Kegagalan Pepsi Berinovasi di Bisnis Ponsel Pintar
Perusahaan berlomba-lomba berinovasi agar dapat bertahan, tapi tak semua merek berhasil berinovasi. Dikutip dari Enterpreneur, Pepsi Co. merupakan salah satu perusahaan yang gagal ketika menjajal berinovasi di sektor telepon selular.
Keputusan ini sempat mengejutkan produsen serupa seperti Motorola, Samsung atau Huawei. Pada 2015, ketika ledakan smartphone muncul, proposal inovasi Pepsi pun tiba-tiba muncul di pasar. Ketika merek seperti Xiaomi atau Huawei mulai tumbuh, Pepsi seolah telah menemukan ruang baru untuk berkembang.
Pepsi mengungkap proyek barunya yang disebut Pepsi Phone atau Pepsi P1S, yang beroperasi dengan sistem Android. Produk tersebut terdiri dari dua seri, P1 dan P1S.
Saat diluncrukan, Pepsi menawarkan sesuatu yang sangat mirip dengan desain khas ponsel masa kini. Dibuat dengan bahan aluminium, tampilan luarnya mirip dengan kompetitornya, yang menawarkan layar 5,5 inchi dengan resolusi full HD. Ponsel ini juga menggunakan prosesor MediaTek, kamera 13 megapiksel dengan flash led ganda dan panel depan 5 megapiksel.
Tidak ada yang berbeda atau luar biasa dari inovasi yang ditawarkan oleh perusahaan dengan pengalaman dan afinitas terbesar di sektor telepon seluler. Apa daya tarik sebenarnya yang ingin Pepsi dapatkan dari pengguna di pasar adalah logo merek di bagian belakang perangkat pintar.
Pepsi ingin berinovasi dengan menjelajahi sektor lain di luar bidang sebelumnya di sektor minuman.

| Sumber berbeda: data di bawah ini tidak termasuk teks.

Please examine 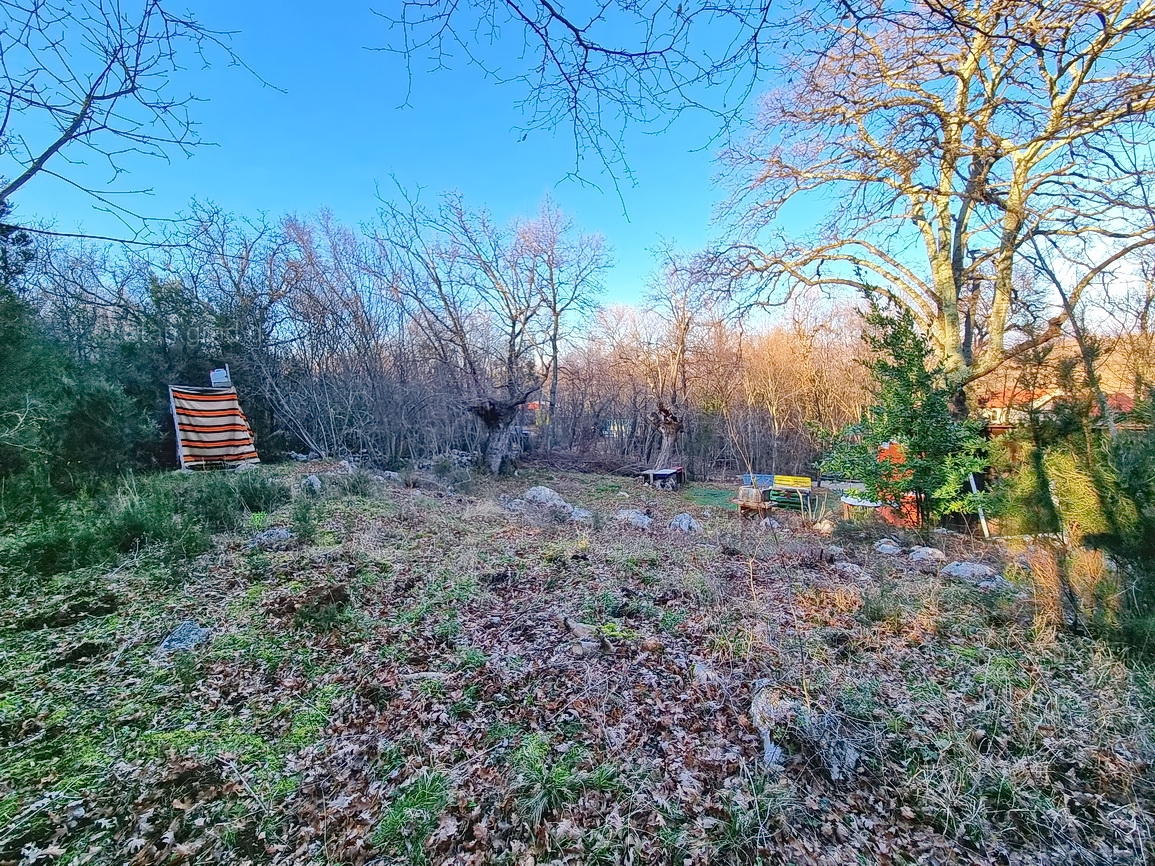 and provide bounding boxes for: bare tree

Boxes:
[374,194,543,473]
[0,0,237,239]
[386,0,775,177]
[517,199,610,449]
[721,0,1155,406]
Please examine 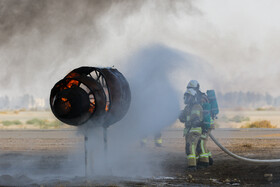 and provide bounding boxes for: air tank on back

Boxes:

Perusahaan bertaruh untuk memberi pengguna 'tanda tangan' untuk berinteraksi dengan logo perusahaan yang biasanya hanya familiar terlihat pada kaleng soda, kaos dan ransel. Logo tersebut selama bertahun-tahun telah menjadi incaran kolektor dan penggemar.
Namun faktanya, strategi itu tidak berhasil, terlepas dari kenyataan bahwa Pepsi dianggap sebagai merek kultus.
Ponsel P1, diproduksi dengan cara tak biasa. Pepsi melakukan urun dana (crowdfunding) untuk memproduksi smartphone dengan e-commerce Tiongkok, JD.com. Hingga saat ini, setelah lima tahun penawarannya, targetnya pun belum tercapai.
Selain itu, harga produk dinilai tidak cukup menarik untuk menggaet konsumen, yakni US$ 100. "Strategi Pepsi tidak berhasil dan dikenang sebagai kegagalan. Hanya seribu model P1 yang dijual," tulis Enterpreneur dikutip Jumat (7/1).
Pelajaran Bisnis
Ketika sebuah merek ingin berinovasi, brand harus menyadari bagaimana mereka dipersepsikan oleh pengguna. Bagaimana pengalaman yang dimiliki agar dapat menjelajahi sektor baru yang sebelumnya tak terlalu dikuasai.
Jika tidak memungkinkan menguasai semua hal di atas, pemilik merek harus memikirkan kembali rencananya. Ketika berpikir tentang inovasi, pemiliki merek harus berpikir di luar kekuatan brandnya.
Karena, meskipun ia mendominasi di sektor tertentu, itu tidak berarti bahwa ia dapat sukses di sektor lain, karena konsumennya melihatnya dengan cara yang berbeda.
"Ini karena jika ditandatangani dengan merek 'x', inovasi di pasar tidak akan menjamin," tulis Enterpreneur.
Hal lain yang perlu diperhatikan bagaimana membangkitkan kebutuhan ini di tengah segmen pasar, sehingga dapat dipenuhi dengan cara yang berbeda.
Hal ini bukan tantangan mudah, tetapi ada banyak kisah sukses besar yang menginspirasi untuk bertaruh pada strategi pemasaran asimetris sebagai poin kunci untuk dapat berinovasi di pasar saat ini.